Plenty of meaty roles came her way after Guys & Dolls, from stepping in as Fraulein Schneider in Cabaret to Titanic to the Fairy Godmother in Rodgers + Hammerstein’s Cinderella. But Clark has always been a director at heart.

“Every now and then someone would say, ‘I know you’re a director,’” she says. “Bartlett [Sher, her director in Light in the Piazza] always knew, because when we were working together he’d say, ‘Stop directing! Try to be here in this moment.’”

Clark was days away from her highest-profile directing gig in New York City when the ban on mass gatherings was first issued. Helming the long-awaited return of Love Life as part of City Center Encores!, they were set to begin performances less than a week later.

“If someone said to me the only thing that could prevent me from pulling off Love Life was a global pandemic I would have laughed,” Clark says. “I’ve been working on it for two-and-a-half years, nothing was gonna stop me! Crushing it every day in rehearsal—and then we were all thrown out of the vehicle.”
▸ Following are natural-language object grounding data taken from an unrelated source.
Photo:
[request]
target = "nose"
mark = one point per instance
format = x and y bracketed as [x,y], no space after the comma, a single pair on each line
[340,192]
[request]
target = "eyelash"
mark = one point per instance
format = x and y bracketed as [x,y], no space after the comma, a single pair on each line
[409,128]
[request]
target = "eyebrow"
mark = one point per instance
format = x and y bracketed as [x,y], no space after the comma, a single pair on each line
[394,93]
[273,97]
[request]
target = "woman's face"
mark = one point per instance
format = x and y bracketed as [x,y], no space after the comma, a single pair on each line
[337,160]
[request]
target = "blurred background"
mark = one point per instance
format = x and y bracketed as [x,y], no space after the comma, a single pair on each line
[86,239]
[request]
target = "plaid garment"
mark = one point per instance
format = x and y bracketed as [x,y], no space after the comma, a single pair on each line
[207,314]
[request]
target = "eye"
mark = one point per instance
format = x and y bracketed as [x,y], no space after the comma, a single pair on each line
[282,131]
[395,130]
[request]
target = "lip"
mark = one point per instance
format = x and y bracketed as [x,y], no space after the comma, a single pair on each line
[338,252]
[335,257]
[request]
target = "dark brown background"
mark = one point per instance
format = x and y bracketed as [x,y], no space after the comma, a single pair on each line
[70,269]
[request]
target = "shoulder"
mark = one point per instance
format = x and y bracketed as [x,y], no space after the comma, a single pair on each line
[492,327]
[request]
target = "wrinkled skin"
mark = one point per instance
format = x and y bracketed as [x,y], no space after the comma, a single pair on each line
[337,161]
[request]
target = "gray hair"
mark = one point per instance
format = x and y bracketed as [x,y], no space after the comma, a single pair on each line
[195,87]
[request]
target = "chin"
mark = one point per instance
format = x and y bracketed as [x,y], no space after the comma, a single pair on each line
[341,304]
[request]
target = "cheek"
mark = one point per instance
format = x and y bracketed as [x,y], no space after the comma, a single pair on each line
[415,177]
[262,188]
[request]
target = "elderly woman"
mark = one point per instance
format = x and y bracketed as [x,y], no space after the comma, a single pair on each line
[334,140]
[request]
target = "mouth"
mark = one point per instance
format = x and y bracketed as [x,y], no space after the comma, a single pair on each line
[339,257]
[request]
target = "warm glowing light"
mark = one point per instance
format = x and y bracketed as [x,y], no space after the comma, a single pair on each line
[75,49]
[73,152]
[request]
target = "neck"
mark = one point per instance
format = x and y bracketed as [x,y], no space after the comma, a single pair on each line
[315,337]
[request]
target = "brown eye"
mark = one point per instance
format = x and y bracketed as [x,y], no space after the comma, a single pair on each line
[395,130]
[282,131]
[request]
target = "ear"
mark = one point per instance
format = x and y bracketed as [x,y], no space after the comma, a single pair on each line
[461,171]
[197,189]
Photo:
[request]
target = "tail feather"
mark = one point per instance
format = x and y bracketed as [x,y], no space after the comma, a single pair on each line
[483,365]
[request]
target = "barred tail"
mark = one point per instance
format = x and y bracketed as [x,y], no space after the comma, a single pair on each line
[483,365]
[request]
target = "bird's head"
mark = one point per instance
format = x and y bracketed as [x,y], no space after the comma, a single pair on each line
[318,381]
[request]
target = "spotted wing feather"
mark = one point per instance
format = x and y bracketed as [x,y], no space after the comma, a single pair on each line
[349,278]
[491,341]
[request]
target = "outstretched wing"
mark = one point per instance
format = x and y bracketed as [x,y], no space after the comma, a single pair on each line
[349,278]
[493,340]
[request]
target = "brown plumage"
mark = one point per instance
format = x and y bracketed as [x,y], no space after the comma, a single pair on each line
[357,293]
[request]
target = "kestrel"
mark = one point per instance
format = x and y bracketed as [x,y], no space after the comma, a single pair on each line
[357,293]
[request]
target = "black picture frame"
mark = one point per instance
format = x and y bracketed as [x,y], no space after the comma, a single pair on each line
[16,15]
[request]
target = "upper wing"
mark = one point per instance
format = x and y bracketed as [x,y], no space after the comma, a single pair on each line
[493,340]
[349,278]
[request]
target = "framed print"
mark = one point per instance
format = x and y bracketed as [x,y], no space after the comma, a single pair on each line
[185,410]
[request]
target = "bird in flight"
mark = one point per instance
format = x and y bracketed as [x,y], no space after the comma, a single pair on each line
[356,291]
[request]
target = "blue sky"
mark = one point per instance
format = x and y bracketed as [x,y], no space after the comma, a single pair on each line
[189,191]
Still, she’s confident that Love Life—the 1948 Kurt Weill-Alan Jay Lerner musical that was to have starred Brian Stokes Mitchell and Kate Baldwin—will find a way once audiences can return to the theatres we all miss so dearly. And during her time in self-isolation and looking back over her career, she says, "I was struck by all the advantages and protections I’ve had as an Equity member. When a friend called and asked me to run for AEA council, I just couldn’t say no. I felt really called to step up and run, and if elected, serve and take my turn. It is such a critical time for actors and all artists in the world right now. And I feel really strongly we all need to take a turn at the wheel."

As for the future, Clark understand the importance of art and artists in the world.

“If we succumb to the fear mongering, we’ve failed our true calling, which is to lift each other up and heal,” Clark says. “We have to rise above it, whether it’s calling friends and telling stories like these and laughing… We were all taken by surprise. We did a final run through on [March 12] of Love Life. Everybody, their hearts were in it. It was probably one of the most beautiful afternoons I’ve ever experienced. But what’s been really sanity saving for me is I’ve been working on the piece. I’ve been taking notes on things I could do better, and that’s been very cathartic and soothing. That’s what we like to do. Work.”